Can anyone tell me where i can buy Opuntia Pads or full plants, the larger the better for my Uro's to use within their diets please - MUST be pesticide free please.

cheers peeps


----------



## awh (Aug 20, 2008)

i did see some on e bay the other week but google cacti nurseries and then send them a e mail there are a few that sell just pads they are easy to root as well
dont forget to tell them they are for reptiles as there are quite a lot of Opuntia all have different amoun of spikes on think the one you want is OPUNTIA ROBUSTA note i think its the one as its quite large has few spikes you could buy seeds (to feed it you would need to cut off the spikes


----------



## labmad (Sep 23, 2007)

Ok great, thank you - one thing mind - if I call at a garden centre over the weekend and see any in tere, is it safe to wash the pads and repot into fresh cacti compost as they will prob have been sprayed?

Cheers


----------



## kez30 (Jun 15, 2008)

Opuntia robusta has the biggest pads and as above has few spikes. 

Ficus indica is spineless and has fairly big pads.

Glenhirst Cactus Nursery UK - Opuntias for Iguana and Tortoise Food (Prickly Pears)

OPUNTIA - Opuntia Shop

Cactus Shop OPUNTIA

The second link is the same company as the third, although P&P is different and sometimes one is out of stock and the other isn't. Most opuntia that are suitable are marked as suitable for a tortoise, not sure if they've used chemicals.

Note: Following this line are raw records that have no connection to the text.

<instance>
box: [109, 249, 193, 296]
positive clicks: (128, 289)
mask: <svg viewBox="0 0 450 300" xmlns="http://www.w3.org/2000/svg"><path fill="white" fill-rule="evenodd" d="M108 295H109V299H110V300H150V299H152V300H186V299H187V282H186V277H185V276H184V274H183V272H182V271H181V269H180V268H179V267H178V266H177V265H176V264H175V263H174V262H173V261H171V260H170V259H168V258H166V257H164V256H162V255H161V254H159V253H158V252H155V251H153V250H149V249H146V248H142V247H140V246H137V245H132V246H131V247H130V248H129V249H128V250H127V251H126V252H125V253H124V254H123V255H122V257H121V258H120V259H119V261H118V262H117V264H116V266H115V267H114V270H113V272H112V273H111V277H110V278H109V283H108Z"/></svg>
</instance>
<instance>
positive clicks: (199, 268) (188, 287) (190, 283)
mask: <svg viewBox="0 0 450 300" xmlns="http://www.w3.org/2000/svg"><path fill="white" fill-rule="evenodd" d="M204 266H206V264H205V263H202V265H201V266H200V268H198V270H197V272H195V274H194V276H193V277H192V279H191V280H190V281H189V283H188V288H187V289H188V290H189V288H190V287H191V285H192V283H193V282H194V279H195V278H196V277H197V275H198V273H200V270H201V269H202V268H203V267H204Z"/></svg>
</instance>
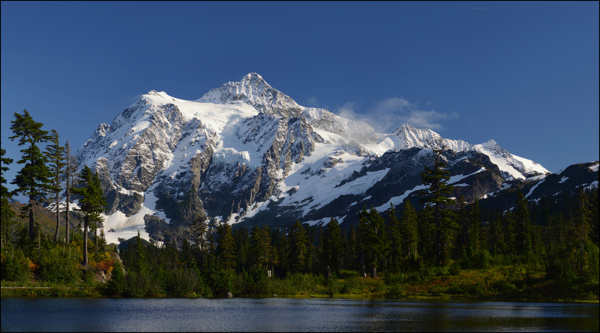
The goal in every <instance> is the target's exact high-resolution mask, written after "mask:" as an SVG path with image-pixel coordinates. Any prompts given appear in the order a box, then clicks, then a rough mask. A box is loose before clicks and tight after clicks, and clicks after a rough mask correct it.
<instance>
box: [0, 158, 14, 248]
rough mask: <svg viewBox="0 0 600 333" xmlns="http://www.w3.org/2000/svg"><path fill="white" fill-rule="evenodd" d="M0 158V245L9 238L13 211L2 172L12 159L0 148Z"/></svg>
mask: <svg viewBox="0 0 600 333" xmlns="http://www.w3.org/2000/svg"><path fill="white" fill-rule="evenodd" d="M0 151H1V156H2V157H1V159H0V200H1V204H2V207H1V209H2V215H1V216H0V220H1V221H2V247H4V245H5V244H7V242H8V241H9V240H10V227H11V225H12V219H13V216H14V213H13V211H12V209H11V207H10V203H9V200H10V199H11V198H12V193H10V191H9V190H8V188H7V187H6V186H4V185H5V184H6V179H4V173H5V172H6V171H8V167H7V166H6V165H9V164H11V163H12V159H11V158H8V157H4V154H6V150H5V149H1V148H0Z"/></svg>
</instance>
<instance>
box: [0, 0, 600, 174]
mask: <svg viewBox="0 0 600 333" xmlns="http://www.w3.org/2000/svg"><path fill="white" fill-rule="evenodd" d="M1 6H2V8H1V9H2V10H1V21H0V22H1V52H2V54H1V94H2V96H1V97H2V98H1V111H2V112H1V113H2V124H1V125H2V131H1V133H2V135H1V139H2V147H3V148H5V149H7V154H8V156H9V157H12V158H13V159H14V160H15V163H13V165H12V169H11V170H10V171H9V172H7V174H6V175H5V178H7V179H9V182H10V181H12V179H14V174H15V172H16V170H17V168H18V167H20V166H18V167H17V165H16V160H17V159H18V158H19V152H18V150H19V149H20V148H19V147H18V146H17V145H16V143H15V142H12V141H10V140H9V139H8V137H9V136H11V135H12V133H11V131H10V129H9V128H10V121H11V120H13V119H14V116H13V114H14V113H15V112H19V113H21V112H22V111H23V109H27V110H28V111H29V112H30V113H31V115H32V116H33V117H34V119H35V120H37V121H40V122H42V123H44V125H45V126H44V128H45V129H46V130H50V129H52V128H54V129H56V130H57V131H58V132H59V134H60V135H61V138H62V140H63V142H64V140H69V141H70V143H71V145H72V147H73V148H74V149H77V148H78V147H80V146H81V145H82V144H83V143H84V142H85V141H86V140H87V139H89V137H90V136H91V134H92V133H93V131H94V130H95V129H96V127H97V126H98V125H99V124H100V123H102V122H107V123H111V121H112V119H113V118H114V117H115V116H117V115H118V114H119V113H120V112H121V111H122V110H123V109H125V108H126V107H127V106H129V105H130V104H132V103H134V102H135V101H136V100H137V99H138V98H139V97H140V95H141V94H144V93H146V92H148V91H150V90H153V89H154V90H158V91H165V92H167V93H168V94H170V95H172V96H174V97H177V98H182V99H190V100H193V99H198V98H200V97H201V96H202V95H203V94H204V93H206V92H207V91H209V90H210V89H212V88H217V87H219V86H221V85H222V84H223V83H225V82H228V81H238V80H240V79H241V78H242V77H243V76H244V75H245V74H247V73H250V72H257V73H259V74H261V75H262V76H263V77H264V78H265V80H266V81H267V82H268V83H269V84H271V85H272V86H273V87H275V88H276V89H278V90H280V91H282V92H284V93H285V94H287V95H289V96H291V97H292V98H294V99H295V100H296V101H297V102H298V103H300V104H302V105H306V106H320V107H325V108H327V109H329V110H330V111H332V112H334V113H337V114H344V115H346V116H352V117H355V118H357V119H368V120H369V121H371V122H373V123H374V125H375V126H378V127H380V128H382V129H387V130H391V129H393V128H395V127H399V126H400V125H401V123H402V122H411V123H413V124H415V125H417V126H418V127H430V128H432V129H433V130H435V131H436V132H438V133H439V134H440V135H442V136H443V137H446V138H450V139H462V140H465V141H467V142H469V143H472V144H476V143H483V142H486V141H488V140H489V139H491V138H493V139H494V140H496V141H497V142H498V143H499V144H500V145H501V146H502V147H503V148H505V149H507V150H508V151H509V152H511V153H513V154H515V155H518V156H521V157H525V158H529V159H532V160H533V161H535V162H538V163H540V164H542V165H543V166H544V167H546V168H547V169H548V170H550V171H552V172H557V171H559V170H560V169H562V168H565V167H566V166H568V165H570V164H574V163H581V162H589V161H592V160H598V151H599V147H598V142H599V131H598V129H599V125H598V123H599V119H598V114H599V103H598V100H599V96H598V91H599V83H598V81H599V79H598V78H599V68H598V63H599V52H598V48H599V46H598V40H599V36H598V34H599V25H598V16H599V14H598V12H599V8H598V2H240V3H238V2H137V1H136V2H4V1H3V2H2V4H1Z"/></svg>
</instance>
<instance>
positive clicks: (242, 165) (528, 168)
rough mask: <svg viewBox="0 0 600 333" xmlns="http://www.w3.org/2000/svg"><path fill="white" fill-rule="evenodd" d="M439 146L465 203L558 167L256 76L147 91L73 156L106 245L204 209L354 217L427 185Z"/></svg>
mask: <svg viewBox="0 0 600 333" xmlns="http://www.w3.org/2000/svg"><path fill="white" fill-rule="evenodd" d="M432 148H433V149H441V148H444V149H445V150H444V152H443V158H444V159H445V160H446V162H447V166H448V171H450V176H451V179H450V183H451V184H453V185H454V188H455V190H454V192H455V193H453V196H455V197H459V196H461V195H462V196H464V198H465V199H466V200H467V201H474V200H476V199H482V198H486V197H491V196H493V195H494V194H495V193H498V192H499V191H501V190H503V189H507V188H509V187H511V186H512V184H515V182H525V181H529V182H531V180H537V181H540V180H541V179H543V178H545V177H546V176H548V175H550V172H548V171H547V170H546V169H545V168H543V167H542V166H541V165H539V164H537V163H535V162H533V161H531V160H528V159H526V158H522V157H519V156H515V155H512V154H510V153H509V152H508V151H506V150H504V149H503V148H501V147H500V146H499V145H498V144H497V143H496V142H494V141H493V140H491V141H489V142H486V143H483V144H476V145H471V144H469V143H467V142H465V141H462V140H451V139H446V138H442V137H441V136H440V135H439V134H437V133H435V132H434V131H432V130H429V129H419V128H415V127H414V126H411V125H408V124H398V129H397V130H396V131H394V132H392V133H376V132H375V131H374V130H373V128H371V127H370V126H369V125H367V124H364V123H359V122H356V121H353V120H350V119H345V118H343V117H340V116H338V115H336V114H334V113H332V112H330V111H328V110H326V109H321V108H311V107H304V106H301V105H299V104H298V103H296V102H295V101H294V100H293V99H292V98H291V97H289V96H287V95H285V94H284V93H282V92H280V91H278V90H277V89H275V88H273V87H271V86H270V85H269V84H268V83H267V82H266V81H265V80H264V79H263V78H262V77H261V76H260V75H258V74H256V73H251V74H248V75H246V76H244V77H243V78H242V79H241V80H240V81H239V82H228V83H226V84H224V85H222V86H221V87H220V88H216V89H213V90H210V91H209V92H207V93H206V94H205V95H204V96H202V97H201V98H199V99H198V100H193V101H190V100H182V99H178V98H175V97H171V96H169V95H168V94H166V93H165V92H157V91H150V92H149V93H147V94H145V95H143V96H142V97H141V98H140V99H139V100H138V101H137V102H135V103H134V104H132V105H131V106H129V107H127V108H126V109H125V110H123V112H121V114H119V115H117V116H116V117H115V118H114V120H113V121H112V123H111V124H110V125H109V124H101V125H100V126H99V127H98V129H97V130H96V131H95V132H94V133H93V135H92V137H91V138H90V139H89V140H88V141H87V142H86V143H85V144H84V145H83V146H82V147H81V148H80V149H79V150H78V152H77V158H78V160H79V162H80V163H81V165H83V164H86V165H88V166H90V167H93V169H94V170H95V171H96V172H98V174H99V175H100V177H101V180H102V186H103V189H104V193H105V195H106V197H107V199H108V200H107V201H108V211H107V216H106V218H105V223H104V228H105V231H106V237H107V240H108V241H109V242H117V239H118V238H125V239H127V238H129V237H132V236H135V235H137V232H138V230H139V231H140V233H141V235H142V236H143V237H144V238H146V239H148V238H150V237H151V238H154V239H156V240H158V241H163V240H164V235H165V232H166V231H165V230H172V229H173V228H178V227H184V226H187V224H188V223H189V222H190V221H191V220H192V219H193V217H194V216H195V215H196V214H206V215H208V216H210V217H212V218H214V219H217V220H220V221H226V222H228V223H230V224H238V225H246V226H254V225H263V224H271V225H280V226H286V225H288V224H291V223H293V222H294V221H295V220H300V221H301V222H304V223H309V224H317V223H327V221H329V219H330V218H331V217H336V218H337V219H338V220H339V221H340V222H341V223H342V225H350V224H353V223H356V221H357V218H356V215H357V212H358V211H359V210H361V209H362V208H364V207H367V208H370V207H375V208H376V209H378V210H380V211H383V210H385V209H387V208H388V207H389V206H390V204H394V205H398V204H400V203H402V201H403V200H404V199H405V198H410V197H411V196H414V195H415V194H416V193H417V192H418V191H419V190H422V189H424V186H423V185H422V183H421V178H420V174H421V173H422V172H423V170H424V168H425V167H426V166H431V164H432V156H433V155H432V154H433V151H432ZM596 173H597V167H596ZM596 186H597V185H596ZM540 189H542V187H540ZM532 191H533V193H535V190H532Z"/></svg>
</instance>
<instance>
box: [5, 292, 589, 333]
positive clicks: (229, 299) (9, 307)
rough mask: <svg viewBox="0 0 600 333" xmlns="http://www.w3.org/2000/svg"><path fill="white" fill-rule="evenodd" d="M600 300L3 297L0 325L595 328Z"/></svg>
mask: <svg viewBox="0 0 600 333" xmlns="http://www.w3.org/2000/svg"><path fill="white" fill-rule="evenodd" d="M598 311H599V305H598V304H581V303H520V302H469V301H422V300H389V299H381V300H373V299H359V300H356V299H330V298H327V299H316V298H312V299H310V298H309V299H297V298H262V299H256V298H232V299H203V298H198V299H186V298H161V299H110V298H99V299H95V298H89V299H85V298H2V331H3V332H4V331H73V332H90V331H116V332H118V331H307V332H315V331H355V332H357V331H361V332H362V331H367V332H386V331H596V332H597V331H598V328H599V327H598V321H599V314H598Z"/></svg>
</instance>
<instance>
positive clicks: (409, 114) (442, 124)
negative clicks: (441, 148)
mask: <svg viewBox="0 0 600 333" xmlns="http://www.w3.org/2000/svg"><path fill="white" fill-rule="evenodd" d="M426 104H427V105H428V106H431V104H432V103H431V102H428V103H426ZM337 114H339V115H340V116H342V117H344V118H348V119H351V120H355V121H360V122H364V123H367V124H369V125H370V126H372V127H373V128H374V129H375V130H377V131H378V132H387V133H389V132H391V131H393V130H395V129H396V128H398V127H400V126H401V125H402V124H411V125H414V126H416V127H421V128H429V129H433V130H440V129H443V128H444V126H443V123H444V122H447V121H450V120H453V119H459V117H460V116H459V114H458V113H457V112H449V113H444V112H438V111H436V110H433V109H431V110H422V109H420V108H419V107H418V106H417V104H416V103H411V102H409V101H408V100H406V99H405V98H403V97H392V98H387V99H384V100H381V101H379V102H377V103H376V104H375V106H373V107H372V108H370V109H369V111H368V112H359V106H358V104H357V103H356V102H346V103H344V104H343V105H342V106H340V107H338V109H337Z"/></svg>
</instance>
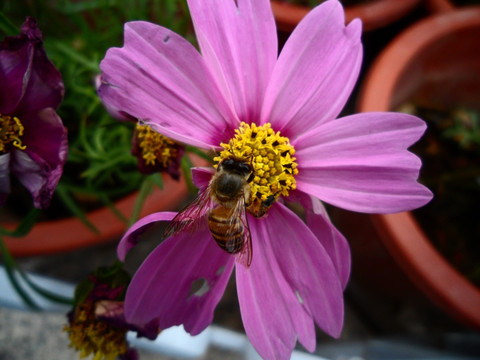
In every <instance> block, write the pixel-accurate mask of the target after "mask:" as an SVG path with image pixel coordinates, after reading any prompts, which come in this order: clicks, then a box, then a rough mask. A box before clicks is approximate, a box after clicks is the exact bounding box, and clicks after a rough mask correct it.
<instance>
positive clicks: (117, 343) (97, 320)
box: [63, 301, 128, 360]
mask: <svg viewBox="0 0 480 360" xmlns="http://www.w3.org/2000/svg"><path fill="white" fill-rule="evenodd" d="M63 330H64V331H66V332H67V333H68V335H69V338H70V346H71V347H73V348H74V349H75V350H77V351H79V352H80V354H79V356H80V358H84V357H87V356H89V355H91V354H93V356H94V357H93V360H116V359H117V357H118V356H119V355H122V354H125V353H126V352H127V350H128V346H127V340H126V333H127V329H125V328H120V327H114V326H112V325H110V324H107V323H106V322H103V321H99V320H97V319H96V318H95V315H94V303H93V302H92V301H90V302H86V303H83V304H81V305H79V306H78V307H76V308H75V314H74V318H73V321H72V322H71V323H70V324H69V325H66V326H65V327H64V329H63Z"/></svg>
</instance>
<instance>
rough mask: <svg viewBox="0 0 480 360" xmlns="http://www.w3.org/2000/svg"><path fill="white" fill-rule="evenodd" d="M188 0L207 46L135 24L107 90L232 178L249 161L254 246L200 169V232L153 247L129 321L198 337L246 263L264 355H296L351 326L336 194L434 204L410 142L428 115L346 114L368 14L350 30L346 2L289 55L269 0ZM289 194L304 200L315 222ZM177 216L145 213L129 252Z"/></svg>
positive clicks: (195, 227)
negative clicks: (211, 225) (217, 163)
mask: <svg viewBox="0 0 480 360" xmlns="http://www.w3.org/2000/svg"><path fill="white" fill-rule="evenodd" d="M188 3H189V8H190V12H191V15H192V18H193V23H194V26H195V31H196V35H197V39H198V42H199V45H200V51H201V52H200V53H199V52H198V51H197V50H196V49H195V48H194V47H193V46H192V45H191V44H190V43H188V42H187V41H186V40H185V39H183V38H182V37H180V36H178V35H177V34H175V33H173V32H171V31H170V30H168V29H165V28H163V27H161V26H157V25H154V24H150V23H147V22H131V23H127V24H126V26H125V43H124V46H123V47H122V48H113V49H110V50H109V51H108V52H107V54H106V57H105V59H104V60H103V61H102V63H101V69H102V72H103V74H102V79H103V84H102V86H101V87H100V89H99V94H100V96H101V97H102V99H103V101H104V102H105V103H106V104H108V105H109V106H112V107H113V108H117V109H120V110H121V111H123V112H125V113H127V114H129V115H130V116H133V117H135V118H138V119H141V121H143V122H144V123H146V124H148V125H150V126H151V127H152V128H154V129H156V130H158V131H159V132H160V133H162V134H164V135H166V136H168V137H171V138H173V139H175V140H178V141H182V142H184V143H187V144H190V145H193V146H198V147H202V148H205V149H215V150H217V151H219V156H218V157H217V158H216V161H217V162H218V171H217V174H219V173H222V172H224V170H225V168H226V167H227V161H230V162H231V160H232V159H234V160H235V161H237V160H238V159H241V160H242V161H243V164H244V165H243V168H245V166H246V167H247V169H248V170H245V169H244V170H245V171H244V172H243V173H242V172H241V171H237V173H236V176H237V175H239V174H241V175H242V176H244V179H245V183H246V184H247V186H246V187H245V188H242V190H241V191H240V193H241V195H242V196H243V198H244V203H243V205H242V206H243V208H245V209H246V213H247V214H246V220H243V224H244V225H247V223H246V222H247V221H248V225H249V227H250V231H251V242H250V243H249V246H251V252H250V251H249V250H248V248H249V246H246V245H244V246H243V247H242V248H241V250H240V251H239V252H238V253H235V254H230V253H228V252H227V251H224V250H223V249H221V248H220V247H219V246H218V245H217V244H216V242H215V241H213V237H212V233H213V231H212V232H211V231H210V230H209V227H210V225H209V224H208V223H209V221H208V220H207V218H208V216H209V215H210V210H211V209H212V208H220V207H222V206H223V207H224V208H229V209H234V208H230V207H229V206H230V205H228V204H225V203H223V202H222V201H220V200H219V199H220V198H219V197H218V196H217V197H215V196H213V195H212V194H215V191H213V192H212V186H213V185H212V182H211V178H212V173H213V170H207V169H194V171H193V176H194V181H195V183H196V185H197V186H198V187H199V188H200V200H199V201H197V202H195V203H194V206H193V207H191V208H189V209H188V210H187V211H188V214H189V216H192V219H194V220H195V221H194V223H195V226H194V227H193V230H192V231H191V232H189V231H184V232H181V231H180V232H174V233H173V235H171V236H169V237H168V238H167V239H165V240H164V241H163V242H162V243H161V244H160V245H159V246H158V247H157V248H156V249H155V250H154V251H153V252H152V253H151V254H150V255H149V256H148V257H147V259H146V260H145V261H144V263H143V264H142V265H141V267H140V268H139V269H138V271H137V272H136V274H135V275H134V277H133V279H132V282H131V284H130V286H129V288H128V291H127V294H126V299H125V314H126V318H127V320H128V321H130V322H134V323H138V324H146V323H148V322H149V321H152V319H156V320H157V321H158V324H159V326H160V327H161V328H167V327H170V326H173V325H179V324H183V325H184V327H185V329H186V330H187V331H188V332H190V333H191V334H198V333H200V332H201V331H202V330H203V329H205V327H206V326H208V325H209V324H210V323H211V321H212V319H213V311H214V309H215V307H216V305H217V303H218V302H219V300H220V298H221V296H222V294H223V292H224V290H225V286H226V284H227V281H228V279H229V278H230V276H231V274H232V271H233V268H234V267H235V276H236V282H237V292H238V298H239V303H240V310H241V314H242V319H243V323H244V327H245V331H246V333H247V335H248V337H249V339H250V340H251V342H252V344H253V346H254V347H255V348H256V350H257V351H258V353H259V354H260V355H261V356H262V357H263V358H264V359H288V358H290V355H291V353H292V350H293V348H294V346H295V344H296V341H297V340H298V341H299V342H300V343H301V344H302V345H303V346H304V347H305V348H306V349H308V350H309V351H313V350H314V349H315V324H317V325H318V326H319V327H320V328H321V329H322V330H323V331H325V332H327V333H328V334H330V335H332V336H334V337H338V336H339V335H340V333H341V328H342V324H343V289H344V288H345V286H346V284H347V281H348V277H349V272H350V253H349V247H348V243H347V242H346V240H345V238H344V237H343V236H342V235H341V234H340V233H339V232H338V231H337V230H336V229H335V228H334V227H333V225H332V224H331V222H330V220H329V218H328V216H327V214H326V212H325V210H324V208H323V206H322V203H321V202H320V200H322V201H325V202H327V203H330V204H333V205H335V206H339V207H342V208H345V209H349V210H353V211H359V212H375V213H387V212H398V211H404V210H410V209H413V208H416V207H419V206H422V205H424V204H425V203H427V202H428V201H429V200H430V199H431V196H432V195H431V193H430V191H429V190H428V189H426V188H425V187H424V186H422V185H420V184H418V183H417V178H418V173H419V169H420V166H421V162H420V160H419V159H418V158H417V157H416V156H415V155H413V154H412V153H410V152H408V151H407V148H408V147H409V146H410V145H412V144H413V143H414V142H415V141H417V140H418V139H419V138H420V136H421V135H422V134H423V132H424V130H425V124H424V122H423V121H421V120H420V119H418V118H416V117H414V116H410V115H405V114H399V113H363V114H356V115H352V116H347V117H343V118H338V119H336V117H337V116H338V115H339V113H340V111H341V109H342V108H343V106H344V105H345V103H346V101H347V99H348V97H349V95H350V92H351V90H352V88H353V86H354V84H355V81H356V79H357V76H358V73H359V69H360V64H361V60H362V45H361V41H360V36H361V23H360V21H358V20H355V21H352V22H351V23H350V24H349V25H348V26H345V23H344V21H345V19H344V13H343V9H342V6H341V4H340V3H339V2H338V1H337V0H329V1H326V2H324V3H323V4H322V5H320V6H318V7H316V8H315V9H314V10H312V11H311V12H310V13H309V14H308V16H306V17H305V19H304V20H303V21H302V22H301V23H300V24H299V25H298V27H297V28H296V29H295V31H294V32H293V33H292V34H291V36H290V38H289V40H288V42H287V43H286V44H285V46H284V48H283V50H282V52H281V54H280V55H279V56H278V58H277V39H276V29H275V23H274V19H273V16H272V12H271V9H270V2H269V0H236V1H234V0H223V1H219V0H189V1H188ZM237 170H238V169H237ZM242 171H243V170H242ZM247 177H248V179H247ZM215 178H217V176H215ZM210 196H213V200H212V199H210ZM319 199H320V200H319ZM286 201H287V202H299V203H301V204H302V205H303V207H304V208H305V212H306V216H305V222H304V221H302V220H301V219H300V217H299V216H297V215H296V214H295V213H294V212H293V211H291V210H290V209H289V208H288V207H287V206H286ZM205 203H207V205H205ZM236 205H238V204H236ZM174 217H175V213H170V212H168V213H167V212H165V213H157V214H153V215H150V216H148V217H146V218H144V219H142V220H140V221H139V222H137V223H136V224H135V225H134V226H133V227H132V228H130V229H129V230H128V232H127V233H126V234H125V236H124V237H123V238H122V240H121V242H120V244H119V248H118V255H119V258H120V259H122V260H123V259H124V258H125V256H126V254H127V252H128V250H129V249H130V248H131V247H133V246H134V245H135V244H136V242H137V241H138V240H139V237H140V235H141V234H142V233H143V232H144V231H145V230H146V229H148V228H149V227H151V226H153V225H154V224H155V223H156V222H159V221H170V220H172V219H173V218H174ZM187 220H188V218H187ZM245 227H246V226H244V230H245ZM217 235H218V234H217ZM246 253H248V254H251V256H252V258H251V259H248V260H247V261H245V254H246ZM248 254H247V255H248ZM250 260H251V261H250Z"/></svg>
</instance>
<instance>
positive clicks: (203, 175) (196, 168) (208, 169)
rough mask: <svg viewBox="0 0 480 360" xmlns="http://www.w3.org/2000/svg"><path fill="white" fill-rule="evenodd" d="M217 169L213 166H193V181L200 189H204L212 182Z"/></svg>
mask: <svg viewBox="0 0 480 360" xmlns="http://www.w3.org/2000/svg"><path fill="white" fill-rule="evenodd" d="M214 173H215V169H214V168H212V167H195V168H192V182H193V185H195V186H196V187H197V188H198V189H204V188H206V187H207V186H208V184H209V183H210V180H211V179H212V175H213V174H214Z"/></svg>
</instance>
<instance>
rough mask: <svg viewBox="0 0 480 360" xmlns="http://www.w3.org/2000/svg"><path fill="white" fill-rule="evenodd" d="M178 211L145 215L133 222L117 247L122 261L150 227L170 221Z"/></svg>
mask: <svg viewBox="0 0 480 360" xmlns="http://www.w3.org/2000/svg"><path fill="white" fill-rule="evenodd" d="M175 215H177V213H175V212H168V211H165V212H159V213H154V214H150V215H148V216H145V217H144V218H142V219H140V220H138V221H137V222H136V223H135V224H133V225H132V226H131V227H130V228H129V229H128V230H127V232H126V233H125V235H123V237H122V238H121V240H120V242H119V243H118V247H117V256H118V258H119V259H120V260H121V261H125V257H126V256H127V253H128V252H129V251H130V249H131V248H133V247H134V246H136V245H137V244H138V241H139V237H140V236H141V235H142V234H143V233H145V232H146V231H147V230H148V229H150V228H151V227H152V226H154V225H155V223H157V222H160V221H170V220H172V219H173V218H174V217H175Z"/></svg>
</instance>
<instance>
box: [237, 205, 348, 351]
mask: <svg viewBox="0 0 480 360" xmlns="http://www.w3.org/2000/svg"><path fill="white" fill-rule="evenodd" d="M250 226H251V231H252V246H253V260H252V264H251V266H250V267H249V268H245V267H244V266H241V265H240V266H237V267H236V275H237V289H238V297H239V302H240V310H241V312H242V319H243V324H244V327H245V331H246V333H247V335H248V337H249V339H250V341H251V342H252V344H253V346H254V347H255V349H256V350H257V351H258V353H259V354H260V356H262V358H263V359H289V358H290V355H291V353H292V350H293V347H294V346H295V342H296V339H297V336H298V340H299V341H300V342H301V343H302V344H303V345H304V346H305V347H306V348H307V349H308V350H310V351H313V350H314V348H315V332H314V328H313V323H312V319H313V320H314V321H315V322H316V323H317V324H318V325H319V326H320V327H321V328H322V329H323V330H324V331H326V332H327V333H329V334H330V335H332V336H335V337H338V336H339V335H340V331H341V328H342V324H343V295H342V288H341V285H340V281H339V279H338V275H337V272H336V270H335V268H334V266H333V264H332V262H331V260H330V257H329V256H328V254H327V252H326V251H325V249H324V248H323V247H322V245H321V243H320V242H319V241H318V239H317V238H316V237H315V236H314V234H313V233H312V232H311V231H310V230H309V229H308V228H307V227H306V226H305V224H304V223H303V222H302V221H301V220H300V218H298V216H296V215H295V214H293V213H292V212H291V211H290V210H288V209H287V208H286V207H285V206H283V205H282V204H280V203H276V204H275V205H274V206H272V208H271V209H270V211H269V214H268V217H265V218H262V219H253V218H250Z"/></svg>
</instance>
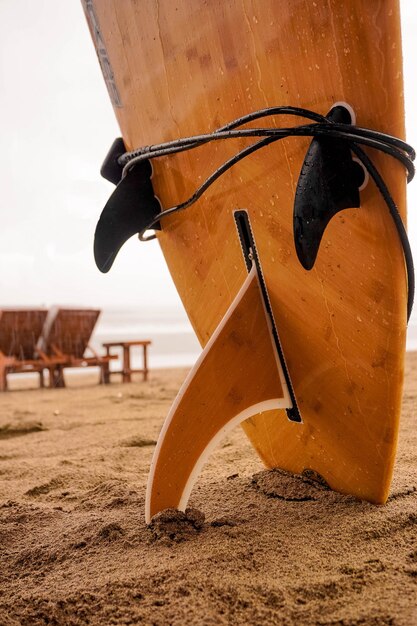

Growing from seed can be a pain with opuntia and would take ages. Would be much better to get an established plant or a pad to plant.


----------



## labmad (Sep 23, 2007)

Mant thanks for the links, ordered some different pads from the cactus shop 

Also been to the garden centre today, and got these 2 Opuntia's, the small one is an un-named one and was £2.50, the larger one is Opuntia 'Vulgaris' and is a GOOD size and cost £12.50 

Just need to wash them down and re-pot into fresh cactus compost to get rid of the traces of pesticides in case they have been sprayed, which i can sort later 












kez30 said:


> Opuntia robusta has the biggest pads and as above has few spikes.
> 
> Ficus indica is spineless and has fairly big pads.
> 
> ...


----------



## GlasgowGecko (Feb 23, 2008)

I would consider taking some 'ears' off, and potting them also, that way you can increase the number of plants you have.

Also, moved to feeder, as it isn't really a 'Lizard' section post.

Kind regards,

Andy


----------



## labmad (Sep 23, 2007)

Cheers Andy, yep will thin out a touch at some point - just chuffed i got one so big, normally in the GC's there tiny things like the other one in the pic


----------



## labmad (Sep 23, 2007)

One thing to ask - the bulbous looking things on the top, i assume are the friuts?

Are these also edible for Uro's??

cheers


----------



## kez30 (Jun 15, 2008)

I was thinking they look like new pads growing but looking at the first pic here, looks like they might flower CactiGuide.com // View topic - Hoping for some help identifying this old man!!

not sure what happens after they flower but I've found that site really helpful since I got my opuntias


----------



## labmad (Sep 23, 2007)

Nice one - cheers


----------